Donald Trump’s Unconstitutional Dreams

Roundup
tags: Constitution, Fourteenth Amendment, Trump, birthright citizenship

Related Links

●  Background article in Axios explaining that a reporter's question prompted Trump's comments on birthright citizenship

●  Can Trump End Birthright Citizenship?  –  What historians are tweeting and retweeting

In an interview with the news program “Axios on HBO,” President Trump announced that he plans to issue an executive order ending birthright citizenship, the principle that everyone born in the United States, with a handful of exceptions, is automatically a citizen of the United States.

“It was always told to me,” the president declared, “that you needed a constitutional amendment. Guess what? You don’t.” 

In fact, such an order would undoubtedly be unconstitutional. It would also violate a deeply rooted American idea — that anybody, regardless of race, religion, national origin, or the legal status of one’s parents, can be a loyal citizen of this country.

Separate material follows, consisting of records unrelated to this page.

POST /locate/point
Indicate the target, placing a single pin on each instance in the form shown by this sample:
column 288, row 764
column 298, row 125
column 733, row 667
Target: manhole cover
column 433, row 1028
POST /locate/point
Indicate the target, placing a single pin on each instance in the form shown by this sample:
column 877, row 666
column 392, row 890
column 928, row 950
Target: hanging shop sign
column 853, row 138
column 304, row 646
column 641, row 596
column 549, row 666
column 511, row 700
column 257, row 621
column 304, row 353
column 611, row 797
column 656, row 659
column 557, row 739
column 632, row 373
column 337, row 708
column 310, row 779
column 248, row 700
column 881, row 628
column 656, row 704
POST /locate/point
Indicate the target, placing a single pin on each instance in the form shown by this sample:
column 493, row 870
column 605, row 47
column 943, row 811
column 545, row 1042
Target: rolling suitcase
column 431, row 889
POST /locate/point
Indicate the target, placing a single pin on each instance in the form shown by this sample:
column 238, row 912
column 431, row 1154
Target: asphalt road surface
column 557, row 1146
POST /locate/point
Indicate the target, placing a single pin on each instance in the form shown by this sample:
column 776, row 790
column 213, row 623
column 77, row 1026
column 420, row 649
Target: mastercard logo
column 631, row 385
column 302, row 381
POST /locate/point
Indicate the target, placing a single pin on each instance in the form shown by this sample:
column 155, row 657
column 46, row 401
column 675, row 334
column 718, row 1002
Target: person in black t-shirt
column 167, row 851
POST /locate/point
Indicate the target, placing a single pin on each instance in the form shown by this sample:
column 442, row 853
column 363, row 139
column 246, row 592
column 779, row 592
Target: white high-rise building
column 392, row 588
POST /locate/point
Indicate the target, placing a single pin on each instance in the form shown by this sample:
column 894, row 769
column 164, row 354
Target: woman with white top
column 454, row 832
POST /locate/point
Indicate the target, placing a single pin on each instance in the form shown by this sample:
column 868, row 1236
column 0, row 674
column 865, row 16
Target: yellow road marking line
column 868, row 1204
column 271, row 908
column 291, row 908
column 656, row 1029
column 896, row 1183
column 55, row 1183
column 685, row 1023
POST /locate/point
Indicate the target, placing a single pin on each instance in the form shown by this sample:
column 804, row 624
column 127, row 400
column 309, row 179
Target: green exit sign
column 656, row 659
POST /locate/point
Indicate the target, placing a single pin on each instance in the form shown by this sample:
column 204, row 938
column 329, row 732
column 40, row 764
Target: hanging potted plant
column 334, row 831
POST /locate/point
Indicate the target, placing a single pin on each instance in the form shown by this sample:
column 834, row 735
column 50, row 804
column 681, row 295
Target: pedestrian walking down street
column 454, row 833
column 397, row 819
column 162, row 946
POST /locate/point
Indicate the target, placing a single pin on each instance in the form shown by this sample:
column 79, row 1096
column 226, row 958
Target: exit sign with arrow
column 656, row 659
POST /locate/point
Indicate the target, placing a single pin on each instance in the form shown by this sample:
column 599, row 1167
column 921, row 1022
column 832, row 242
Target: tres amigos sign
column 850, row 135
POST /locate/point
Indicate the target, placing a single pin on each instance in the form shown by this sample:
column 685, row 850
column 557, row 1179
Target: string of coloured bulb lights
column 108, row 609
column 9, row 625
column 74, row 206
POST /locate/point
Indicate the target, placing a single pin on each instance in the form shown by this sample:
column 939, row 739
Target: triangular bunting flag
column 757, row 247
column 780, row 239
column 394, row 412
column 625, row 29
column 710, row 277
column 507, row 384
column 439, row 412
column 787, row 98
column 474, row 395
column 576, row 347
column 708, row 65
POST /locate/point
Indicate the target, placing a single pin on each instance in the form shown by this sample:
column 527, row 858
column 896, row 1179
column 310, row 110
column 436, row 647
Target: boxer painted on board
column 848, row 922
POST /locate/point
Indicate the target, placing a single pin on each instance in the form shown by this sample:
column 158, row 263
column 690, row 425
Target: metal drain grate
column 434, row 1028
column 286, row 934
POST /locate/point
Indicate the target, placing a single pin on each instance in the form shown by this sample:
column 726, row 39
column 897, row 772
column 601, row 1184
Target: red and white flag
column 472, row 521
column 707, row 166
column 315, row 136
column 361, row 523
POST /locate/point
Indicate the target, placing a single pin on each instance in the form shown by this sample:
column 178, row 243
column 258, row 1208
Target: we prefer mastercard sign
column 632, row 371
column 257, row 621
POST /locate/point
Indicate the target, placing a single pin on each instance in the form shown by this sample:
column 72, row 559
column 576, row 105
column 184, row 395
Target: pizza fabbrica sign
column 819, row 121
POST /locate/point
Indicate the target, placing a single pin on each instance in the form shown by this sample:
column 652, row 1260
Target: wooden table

Birthright citizenship is established by the Civil Rights Act of 1866, still on the books today, and by the Fourteenth Amendment to the Constitution, ratified two years later. The only exceptions, in the words of the amendment, are persons not “subject to the jurisdiction” of the United States. Members of Congress at the time made clear that this wording applied only to Native Americans living on reservations — then considered members of their own tribal sovereignties, not the nation — and American-born children of foreign diplomats. (Congress made all Native Americans citizens in 1924.)

Embedding birthright citizenship in the Constitution was one of the transformative results of the Civil War and the destruction of slavery. Before the war, no uniform definition of citizenship existed. Soon after the conflict ended, members of Congress asked Horace Binney, a prominent lawyer and a former congressman, to explore the meaning of citizenship.

“The word citizen,” he responded, “is found ten times at least in the Constitution of the United States, and no definition of it is given anywhere.” States determined who was a citizen and the rules varied considerably. Massachusetts recognized free African-Americans as citizens; many other states did not. For persons immigrating from abroad, moreover, racial distinctions were built into federal law.